The Veterans Fast for Life was a water-only fast that lasted from September 1 to October 17, 1986 on the steps of the United States Capitol, Washington, D.C., as a protest against the U.S. policies in Central America (see Contra wars). Charles Liteky, former Army Chaplain, Vietnam veteran and recipient of the Medal of Honor, George Mizo, Vietnam veteran, Duncan Murphy, World War II veteran, and S. Brian Willson, Vietnam veteran, participated in the fast. Before embarking on the fast, Charles Liteky renounced in July 1986 his Medal of Honor in protest against the U.S. policies in Central America.

Charles Liteky and George Mizo started the fast on September 1, 1986, whereas Duncan Murphy and Brian Willson started on September 15, 1986. By the end of September, people were rallying to support the veterans. On October 15, 1986, the veterans appeared on The Phil Donahue Show. The fast ended on October 17, 1986 when the four veterans decided that the fast had been sufficiently successful in raising awareness of the public and escalating opposition to Ronald Reagan's policies. "By this time, there had been five hundred documented actions around the country in solidarity with the fast".
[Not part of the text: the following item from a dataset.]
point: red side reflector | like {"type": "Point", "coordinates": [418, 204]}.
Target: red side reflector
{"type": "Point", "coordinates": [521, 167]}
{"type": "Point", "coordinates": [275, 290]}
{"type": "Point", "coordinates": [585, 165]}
Various U.S. senators and members of the House of Representatives expressed support for the then ongoing fast, including Tom Harkin, Charles Mathias, Robert J. Mrazek, Patrick Leahy (who inserted a statement into the Congressional Record to support the fast) and John Kerry in September 1986, and thirteen senators and seventy-five members of the House of Representatives issued a supportive joint public statement on October 7, 1986. In contrast, on October 11, 1986, Senator Warren Rudman likened the four fasting veterans to terrorists.

Shortly thereafter, in late 1986, the FBI initiated a "terrorism" investigation of the activities of the Plowshares group (who jammed the locks of eleven military recruitment stations in Chicago on October 29, 1986) and, at the same time, those of the Veterans Fast for Life peace group, an investigation which FBI agent John C. "Jack" Ryan refused to conduct, being notably "convinced of the totally non-violent posture of the [Veterans Fast for Life group]". Jack Ryan was fired for refusing to conduct the investigation.